Could they maybe be overprotective instead? Stop letting her go out with her friends, refuse to give her any freedom? That would do away with the “where did this author even GET this” in my head, although it would still paint us as More Backward.
If you’re not Jewish yourself this becomes even more awkward.
>> is someone adopting a form with an ethnicity but being totally disconnected from any connecting culture racist?
Well, these are non-human beings that just look like humans, right? I’d assume angels have their own culture of sorts and it’s not necessarily erasure when it’s a being that isn’t even from earth.

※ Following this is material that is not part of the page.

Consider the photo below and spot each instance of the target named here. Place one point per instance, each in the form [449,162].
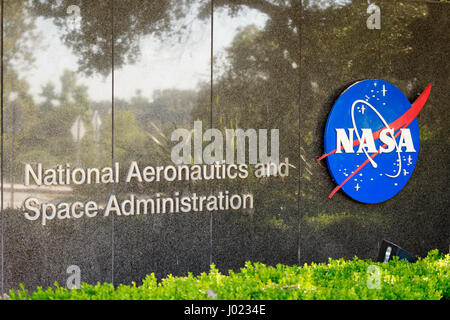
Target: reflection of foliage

We’ve talked extensively on disconnecting PoC from their culturesand the erasure that is, but having a non-human being that simply appears as a Person of Color so doesn’t have the associated culture(s) is alright with me personally and is not the same.
Now, if they switched between races at leisure that would feel like dress-up and is a whole different story. Also, please assure they’re not being a certain race because they just think it’s cool or interesting (see:Androids, Black Culture & Appropriation).
But if pale and white angels don’t need a reason for existing, why do Black and brown angels need one? It helps to also have human PoC of the same coded race in Angels who do have (human) cultures, though.